Biomedical Engineering Program Receives $14M

(Boston, Mass.) - The Virginia-based Whitaker Foundation has recognized Boston University's worldwide leadership in biomedical engineering education and research with a $14 million Leadership Award to enhance and expand its biomedical engineering programs. The grant, which will be made over a five-year period, will be matched with an $18 million commitment from the University, for a total of $32 million in new program funding.

The award will enhance research and education in three interdisciplinary areas: cellular and subcellular bioengineering, protein and genomics engineering, and physiological systems dynamics.

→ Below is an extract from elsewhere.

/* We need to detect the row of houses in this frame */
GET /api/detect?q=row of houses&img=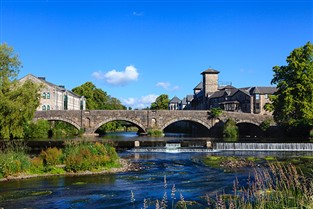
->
[20,74,86,111]
[168,68,277,115]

The University will use the award to recruit and hire a dozen new faculty members, fund graduate fellowships, and renovate and add new teaching and research space at both the Charles River and Medical Center campuses.

The grant also will fund the development of biomedical engineering and related courses and greatly expand the biomedical engineering graduate program.

"Boston University is sincerely grateful to the Whitaker Foundation for the significant support and recognition the Leadership Award provides," says Boston University President Jon Westling. "It will enable the University to continue to educate and train the next generation of biomedical engineers and researchers to better understand the machinery of life, to advance the knowledge and treatment of human disease, and to develop new technologies to improve the health of mankind.

"The Whitaker Leadership Award is particularly gratifying, not only because it confirms the department's leadership position in the discipline, but also because it recognizes our dedication to the tough, but absolutely necessary job of achieving excellence both in teaching and in research," Westling adds. "Moreover, it validates the wisdom of the University's commitment to undergraduate, as well as graduate, education in biomedical engineering."

According to Whitaker Foundation President and CEO Peter G. Katona, "Boston University laid out a thoughtful and credible plan that the reviewers found exciting. The leadership at the University has a clear and convincing vision for the future and the faculty is intensely dedicated to education."

Boston University becomes only the third school to earn a Whitaker Foundation Leadership Award, the foundation's highest-level award, since it was founded in 1975. Previous Leadership Award recipients were The Johns Hopkins University and the University of California, San Diego.

The Biomedical Engineering Department at Boston University's College of Engineering, established in 1966, is the oldest undergraduate program of its kind in the country and serves as a model for developing programs nationwide. Department Chairman Professor Kenneth Lutchen, who spearheaded the project, will serve as Principal Investigator and will direct implementation of the award.

"An unprecedented era of opportunity for biomedical science lies ahead," Lutchen says. "Now, thanks to the Whitaker Foundation, we have the resources to advance our world-class nucleus of advanced bioengineering education and research. We will develop an educational program that brings to bear, in a comprehensive fashion, basic and applied sciences on both biomedical engineering and the life sciences.

"Through this program," he adds, "we will educate and train generations of new biomedical scientists who will seek the origins of disease, develop remedies, and create new technologies that will improve, as never before, the health of human beings and our environment."

In notifying the University of the foundation's decision, Katona wrote: "Leadership Awards are given only to universities that already have shown educational leadership in biomedical engineering, and that demonstrate convincing plans for further major enhancements. Yours is one of only a few such universities."

The Whitaker Foundation also announced a $12 million Leadership-Development Award to the University of California, Davis in this final round of Whitaker awards.

Boston University Vice President for Development and Alumni Relations Christopher Reaske praised the combined efforts of many of the University's academic and administrative units in developing a strong and credible grant application. "It was wonderful to have such a great team effort across the University be rewarded with one of the largest grants in the school's history."

The Whitaker Foundation was funded by a bequest in 1975 made by inventor and engineer Uncas A. Whitaker. The foundation's primary focus is the support of education and research in biomedical engineering. It has been the largest private funder in this field for more than a quarter-century.

Boston University is the fourth largest independent university in the United States, with an enrollment of nearly 29,000 students in its 17 schools and colleges. The University offers an exceptional grounding in the liberal arts, a broad range of programs in the arts, sciences, law, medicine, engineering, and other professional areas in state-of-the art teaching and research facilities.